Saturday, January 4, 2025

Postal Workers Become Targets of Organized Crime BY MARK MEGAHAN JANUARY 3, 2025

 

Postal Workers Become Targets of Organized Crime


When most people think of problems with the Postal Service, they generally are whining about another bump in stamp prices. Not this time. It’s not delayed mail, either. “The biggest threats to USPS may be the mail handlers themselves.” To be crystal clear, the vast majority of mail handlers and carriers are impeccably honest. The few who aren’t are exceptionally dangerous.

Postal theft rampant

Auditors watching over the Postal Service found that “a tiny percentage” of mail handlers steal.

The problem is that “they steal a lot, according to a stunning federal investigation of a dozen mail sorting facilities across the U.S.” The problem is growing all the time.

Recently, in mid-December, “federal prosecutors charged two postal workers with stealing more than $1 million in business checks.” They worked at separate facilities.

One in Virginia, the other in North Carolina. The scary part is that their Inspector General found deeper issues.

I.G. Tammy L. Hull just released a stunning report, noting that “criminal organizations are targeting, recruiting and colluding with postal employees.” That’s not a good thing.

Apparently, they’re being bribed to move narcotics through the mail as well as paid cash to steal checks.
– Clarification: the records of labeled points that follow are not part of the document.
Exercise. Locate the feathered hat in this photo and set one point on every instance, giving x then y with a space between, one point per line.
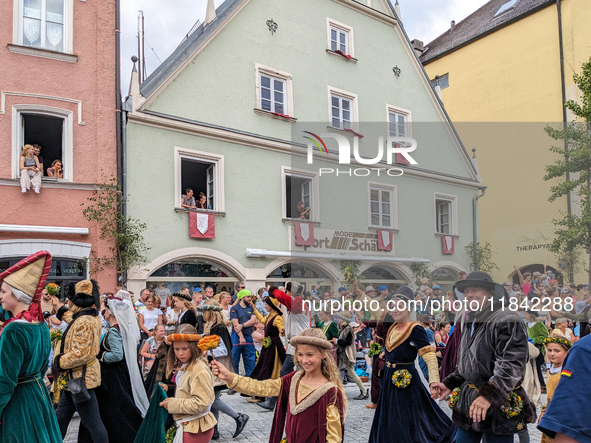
87 294
28 277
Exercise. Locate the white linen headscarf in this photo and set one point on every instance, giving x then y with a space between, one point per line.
130 333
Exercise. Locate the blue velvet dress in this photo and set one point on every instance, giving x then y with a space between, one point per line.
409 414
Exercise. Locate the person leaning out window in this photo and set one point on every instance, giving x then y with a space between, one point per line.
187 199
30 170
56 169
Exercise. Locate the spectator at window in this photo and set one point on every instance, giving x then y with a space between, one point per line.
37 153
202 204
56 169
187 199
302 212
30 170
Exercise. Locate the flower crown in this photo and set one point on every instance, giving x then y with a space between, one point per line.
558 340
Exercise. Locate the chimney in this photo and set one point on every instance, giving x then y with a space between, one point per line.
418 47
210 14
397 9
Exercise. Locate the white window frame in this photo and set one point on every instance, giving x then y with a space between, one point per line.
280 75
17 36
453 224
330 23
354 107
393 205
314 193
390 109
205 157
67 137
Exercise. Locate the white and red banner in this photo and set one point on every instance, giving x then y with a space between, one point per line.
448 244
201 225
384 240
304 234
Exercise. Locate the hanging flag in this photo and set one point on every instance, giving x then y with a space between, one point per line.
448 244
304 234
201 225
384 240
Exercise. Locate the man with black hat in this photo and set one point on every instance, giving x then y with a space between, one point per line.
491 365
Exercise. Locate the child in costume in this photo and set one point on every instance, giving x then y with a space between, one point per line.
312 405
556 350
194 395
26 411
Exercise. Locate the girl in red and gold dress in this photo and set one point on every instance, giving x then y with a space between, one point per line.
312 405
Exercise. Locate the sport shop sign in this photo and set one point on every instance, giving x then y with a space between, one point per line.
332 240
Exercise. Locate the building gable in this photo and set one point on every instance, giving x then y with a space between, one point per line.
213 77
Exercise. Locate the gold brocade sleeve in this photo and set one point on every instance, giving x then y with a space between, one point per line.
431 360
249 386
333 425
258 315
278 322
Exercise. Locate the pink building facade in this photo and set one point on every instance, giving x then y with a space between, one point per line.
58 83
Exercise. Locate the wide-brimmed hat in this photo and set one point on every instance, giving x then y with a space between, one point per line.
28 276
274 304
86 294
481 280
183 296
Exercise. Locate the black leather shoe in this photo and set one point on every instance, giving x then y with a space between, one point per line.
268 404
361 396
240 424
They can get rich snagging “both personal and government-issued checks.” credit cards and other valuables can be fenced through the same market.
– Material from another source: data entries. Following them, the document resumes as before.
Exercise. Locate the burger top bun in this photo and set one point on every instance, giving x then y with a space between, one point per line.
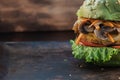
100 9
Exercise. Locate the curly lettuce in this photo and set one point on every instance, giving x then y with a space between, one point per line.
96 54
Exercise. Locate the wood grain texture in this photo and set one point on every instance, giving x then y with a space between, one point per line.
37 15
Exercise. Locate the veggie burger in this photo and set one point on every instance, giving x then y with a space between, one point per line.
98 32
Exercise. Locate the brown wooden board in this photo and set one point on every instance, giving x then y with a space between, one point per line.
37 15
48 60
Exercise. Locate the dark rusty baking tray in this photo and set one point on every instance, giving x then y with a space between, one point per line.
47 60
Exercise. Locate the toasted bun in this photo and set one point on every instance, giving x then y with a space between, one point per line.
100 9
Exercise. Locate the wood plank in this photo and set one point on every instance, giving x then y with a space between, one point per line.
37 15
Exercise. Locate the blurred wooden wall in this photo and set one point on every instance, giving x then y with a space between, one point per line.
37 15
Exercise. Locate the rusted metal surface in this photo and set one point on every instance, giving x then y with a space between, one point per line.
48 60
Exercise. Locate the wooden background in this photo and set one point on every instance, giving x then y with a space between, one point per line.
37 15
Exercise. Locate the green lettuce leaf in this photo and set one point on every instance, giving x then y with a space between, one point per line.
95 54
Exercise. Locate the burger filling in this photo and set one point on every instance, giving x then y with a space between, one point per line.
97 33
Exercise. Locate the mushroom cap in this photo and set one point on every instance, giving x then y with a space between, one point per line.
100 9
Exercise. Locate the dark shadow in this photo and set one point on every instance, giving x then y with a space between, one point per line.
4 62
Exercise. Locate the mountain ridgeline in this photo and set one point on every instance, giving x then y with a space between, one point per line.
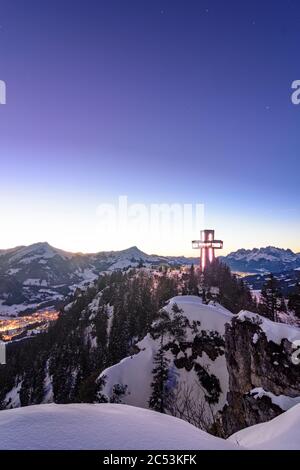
101 325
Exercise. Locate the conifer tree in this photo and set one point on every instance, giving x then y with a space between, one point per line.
270 299
294 300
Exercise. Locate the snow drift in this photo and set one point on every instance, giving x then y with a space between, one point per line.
99 427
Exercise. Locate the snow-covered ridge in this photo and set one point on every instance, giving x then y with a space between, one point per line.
274 331
269 253
136 371
281 433
260 260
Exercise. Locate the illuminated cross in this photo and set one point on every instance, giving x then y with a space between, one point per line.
207 246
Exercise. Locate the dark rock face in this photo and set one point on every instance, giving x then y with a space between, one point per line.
253 362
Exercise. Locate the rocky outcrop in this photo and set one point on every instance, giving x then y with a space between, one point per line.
257 361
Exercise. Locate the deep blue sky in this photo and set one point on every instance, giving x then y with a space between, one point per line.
164 101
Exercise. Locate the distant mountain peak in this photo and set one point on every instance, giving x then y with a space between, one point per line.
268 258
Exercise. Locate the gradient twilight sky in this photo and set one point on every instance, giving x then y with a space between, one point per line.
165 101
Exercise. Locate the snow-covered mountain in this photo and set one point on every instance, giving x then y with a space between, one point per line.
281 433
198 363
238 368
40 275
259 260
100 427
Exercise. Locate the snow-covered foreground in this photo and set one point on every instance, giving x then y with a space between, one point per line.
123 427
99 427
281 433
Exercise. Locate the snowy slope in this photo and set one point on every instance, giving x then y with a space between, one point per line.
39 275
104 426
136 371
282 432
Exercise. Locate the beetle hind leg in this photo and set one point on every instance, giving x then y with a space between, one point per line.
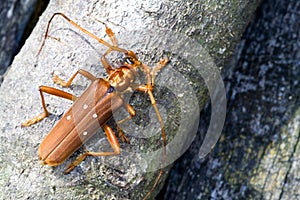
113 142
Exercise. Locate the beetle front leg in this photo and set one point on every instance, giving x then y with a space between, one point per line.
52 91
112 139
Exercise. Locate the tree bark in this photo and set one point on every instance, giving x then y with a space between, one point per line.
146 28
257 156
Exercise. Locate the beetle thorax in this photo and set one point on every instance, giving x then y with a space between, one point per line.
122 78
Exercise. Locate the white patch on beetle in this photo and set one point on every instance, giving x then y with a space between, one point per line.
85 106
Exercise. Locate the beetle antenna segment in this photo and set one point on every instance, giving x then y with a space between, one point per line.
112 47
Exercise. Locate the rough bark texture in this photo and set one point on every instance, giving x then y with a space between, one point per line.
258 154
13 21
217 26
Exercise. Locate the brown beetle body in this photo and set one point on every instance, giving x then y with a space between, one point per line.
57 147
95 106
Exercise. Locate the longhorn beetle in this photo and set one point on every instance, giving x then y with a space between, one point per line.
95 106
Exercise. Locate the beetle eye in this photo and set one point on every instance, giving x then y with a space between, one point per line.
129 60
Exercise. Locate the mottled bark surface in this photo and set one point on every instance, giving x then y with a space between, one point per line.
144 27
258 155
14 18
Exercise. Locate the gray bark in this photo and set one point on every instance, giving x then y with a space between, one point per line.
257 156
13 21
140 26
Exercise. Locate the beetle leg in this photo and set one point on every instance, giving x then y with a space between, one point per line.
113 142
148 88
84 73
132 113
52 91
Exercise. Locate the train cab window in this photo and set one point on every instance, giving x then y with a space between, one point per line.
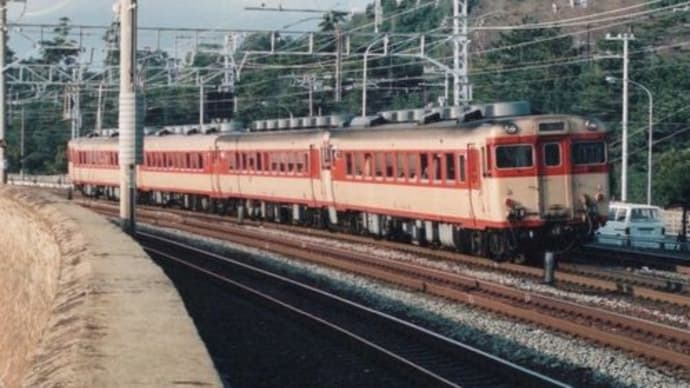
552 154
514 156
412 166
378 167
589 153
349 166
450 168
390 168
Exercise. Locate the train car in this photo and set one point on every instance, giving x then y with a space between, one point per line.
493 187
93 165
179 170
277 175
497 182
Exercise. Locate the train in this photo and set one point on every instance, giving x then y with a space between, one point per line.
496 180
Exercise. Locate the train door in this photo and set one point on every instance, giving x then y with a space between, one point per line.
327 162
473 181
554 178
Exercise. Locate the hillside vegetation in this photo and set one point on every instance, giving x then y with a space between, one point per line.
558 69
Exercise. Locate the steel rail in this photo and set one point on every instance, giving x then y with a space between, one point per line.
529 377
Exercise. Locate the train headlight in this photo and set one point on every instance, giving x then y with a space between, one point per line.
510 128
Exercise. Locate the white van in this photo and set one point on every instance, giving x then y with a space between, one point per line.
633 225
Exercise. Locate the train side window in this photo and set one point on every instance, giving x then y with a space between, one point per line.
450 168
401 166
552 154
437 170
359 164
349 167
368 165
390 169
412 166
379 167
424 166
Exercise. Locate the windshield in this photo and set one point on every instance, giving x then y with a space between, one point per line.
514 156
589 153
644 215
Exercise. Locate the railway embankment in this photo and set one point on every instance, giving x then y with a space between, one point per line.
82 305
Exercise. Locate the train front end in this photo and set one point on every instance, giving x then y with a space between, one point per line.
554 177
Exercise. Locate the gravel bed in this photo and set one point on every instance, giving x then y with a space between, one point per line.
582 363
674 276
620 304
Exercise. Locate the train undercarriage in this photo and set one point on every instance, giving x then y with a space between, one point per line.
507 244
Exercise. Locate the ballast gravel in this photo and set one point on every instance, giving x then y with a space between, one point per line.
613 303
583 363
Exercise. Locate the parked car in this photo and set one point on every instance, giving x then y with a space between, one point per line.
633 225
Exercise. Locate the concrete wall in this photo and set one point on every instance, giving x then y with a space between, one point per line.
81 305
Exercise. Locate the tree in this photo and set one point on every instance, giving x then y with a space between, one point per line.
672 184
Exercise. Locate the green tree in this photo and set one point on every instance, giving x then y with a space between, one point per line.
672 182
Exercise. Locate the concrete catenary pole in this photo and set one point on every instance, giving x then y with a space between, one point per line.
461 92
127 115
626 37
3 102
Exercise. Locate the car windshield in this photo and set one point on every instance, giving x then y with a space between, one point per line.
644 215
The vast majority of Postal Service mail handlers and carriers are impeccably honest.

Infiltrate the post office

According to Frank Albergo, who’s president of the Postal Police Officers Association, job applicants aren’t all that interested in delivering or sorting the mail.

They’re getting a job to steal mail.” Organized crime has turned it into a cottage industry.
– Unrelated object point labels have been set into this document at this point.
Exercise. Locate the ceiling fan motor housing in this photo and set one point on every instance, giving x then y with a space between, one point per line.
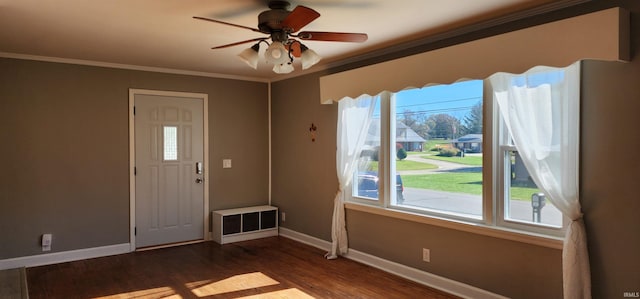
271 20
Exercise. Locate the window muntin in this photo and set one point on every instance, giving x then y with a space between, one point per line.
497 200
170 148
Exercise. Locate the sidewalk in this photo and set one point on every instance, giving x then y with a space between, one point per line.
465 203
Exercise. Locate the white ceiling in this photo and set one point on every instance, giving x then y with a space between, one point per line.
162 33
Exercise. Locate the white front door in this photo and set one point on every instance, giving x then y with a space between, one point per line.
169 168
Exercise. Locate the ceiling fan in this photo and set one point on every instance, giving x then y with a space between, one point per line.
282 26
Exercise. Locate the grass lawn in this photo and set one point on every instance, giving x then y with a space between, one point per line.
466 160
469 183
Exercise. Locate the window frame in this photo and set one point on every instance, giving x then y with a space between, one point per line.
493 177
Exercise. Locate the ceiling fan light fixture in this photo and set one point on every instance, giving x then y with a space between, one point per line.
276 53
308 57
250 56
283 68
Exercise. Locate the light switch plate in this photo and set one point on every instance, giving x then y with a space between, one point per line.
46 242
226 163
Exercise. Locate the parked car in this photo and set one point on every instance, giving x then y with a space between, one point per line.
368 186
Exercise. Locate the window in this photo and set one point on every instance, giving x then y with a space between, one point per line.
170 137
425 154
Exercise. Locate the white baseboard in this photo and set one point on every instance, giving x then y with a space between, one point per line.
65 256
425 278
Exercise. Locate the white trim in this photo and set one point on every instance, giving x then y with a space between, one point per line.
129 67
470 227
269 120
132 157
64 256
422 277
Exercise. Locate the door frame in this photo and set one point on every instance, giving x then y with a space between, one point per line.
132 156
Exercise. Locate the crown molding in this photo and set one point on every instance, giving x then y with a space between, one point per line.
129 67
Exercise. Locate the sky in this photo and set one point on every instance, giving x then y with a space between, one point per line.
454 99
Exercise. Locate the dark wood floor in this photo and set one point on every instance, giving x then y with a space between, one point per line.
266 268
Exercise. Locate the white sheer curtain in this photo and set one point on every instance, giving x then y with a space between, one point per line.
543 121
354 117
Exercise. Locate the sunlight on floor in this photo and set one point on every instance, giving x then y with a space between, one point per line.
288 293
232 284
163 292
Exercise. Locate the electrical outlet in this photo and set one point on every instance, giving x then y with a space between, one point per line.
426 255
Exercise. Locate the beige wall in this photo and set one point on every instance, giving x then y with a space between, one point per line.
65 143
304 184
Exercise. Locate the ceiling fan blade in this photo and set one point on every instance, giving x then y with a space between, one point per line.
239 43
333 36
226 23
300 16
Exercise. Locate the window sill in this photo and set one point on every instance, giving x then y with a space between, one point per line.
475 228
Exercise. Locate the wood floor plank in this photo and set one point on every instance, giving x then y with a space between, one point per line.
273 267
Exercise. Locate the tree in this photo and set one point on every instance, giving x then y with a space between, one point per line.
473 120
444 126
415 121
401 154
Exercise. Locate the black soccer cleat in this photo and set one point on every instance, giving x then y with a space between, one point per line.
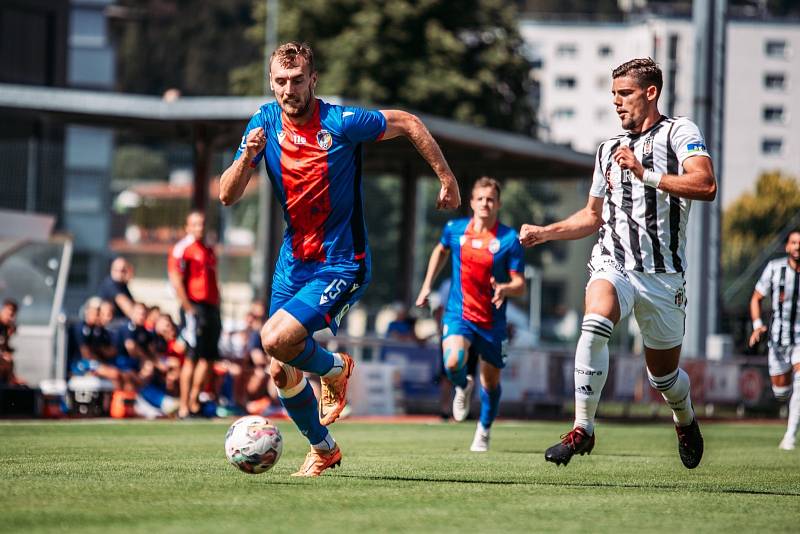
576 441
690 444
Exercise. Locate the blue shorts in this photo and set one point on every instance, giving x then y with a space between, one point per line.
318 294
488 343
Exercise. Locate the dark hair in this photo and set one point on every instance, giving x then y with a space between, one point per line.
644 70
485 181
287 55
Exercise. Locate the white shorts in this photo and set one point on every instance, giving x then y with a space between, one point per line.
658 300
782 359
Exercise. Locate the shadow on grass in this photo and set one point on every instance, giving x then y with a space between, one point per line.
394 478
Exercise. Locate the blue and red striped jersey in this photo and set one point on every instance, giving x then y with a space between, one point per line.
477 257
315 170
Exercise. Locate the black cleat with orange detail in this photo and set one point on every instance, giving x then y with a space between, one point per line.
576 441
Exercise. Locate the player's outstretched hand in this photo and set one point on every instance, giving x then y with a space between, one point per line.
449 197
422 298
755 337
531 235
255 142
625 158
499 293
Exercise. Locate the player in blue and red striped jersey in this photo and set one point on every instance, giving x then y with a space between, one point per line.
488 266
312 152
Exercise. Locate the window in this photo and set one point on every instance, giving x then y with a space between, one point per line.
773 114
771 146
776 48
566 82
567 50
775 81
564 113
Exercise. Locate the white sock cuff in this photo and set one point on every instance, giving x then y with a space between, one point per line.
293 391
326 444
594 323
663 383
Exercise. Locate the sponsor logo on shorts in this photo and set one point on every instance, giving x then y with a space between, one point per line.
680 297
333 290
340 315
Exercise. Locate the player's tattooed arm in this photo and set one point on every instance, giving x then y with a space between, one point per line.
235 178
578 225
435 264
404 123
696 183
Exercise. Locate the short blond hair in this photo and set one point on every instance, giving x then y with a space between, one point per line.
287 55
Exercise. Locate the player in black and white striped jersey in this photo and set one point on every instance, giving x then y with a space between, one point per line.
781 282
643 185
Criminal organizations” he notes, are recruiting mail workers “to infiltrate the postal service.” That, he emphasizes, “should be shocking to everyone.

The year long audit targeted a dozen mail processing facilities but none in Texas. The border state isn’t squeaky clean, though. One plant in Houston “is undergoing a similar probe with the results to be announced in the spring.

David Walton, a spokesperson for USPS, flatly declared “we have no additional comment.” Management gave a response to the investigation and they’re sticking to that. The auditing team “suggested a series of improvements including more training of employees, stronger national policy banning personal items from inside the facilities and updating some 18,619 cameras in plants throughout the nation.

It seems that the Postal Service is plagued by security cameras that don’t work. Not only that, workers are allowed to “bring bags, backpacks, coats and jackets onto the plant floor. Mail can be transferred from a box to a jacket. With poor training the risk of getting caught is small.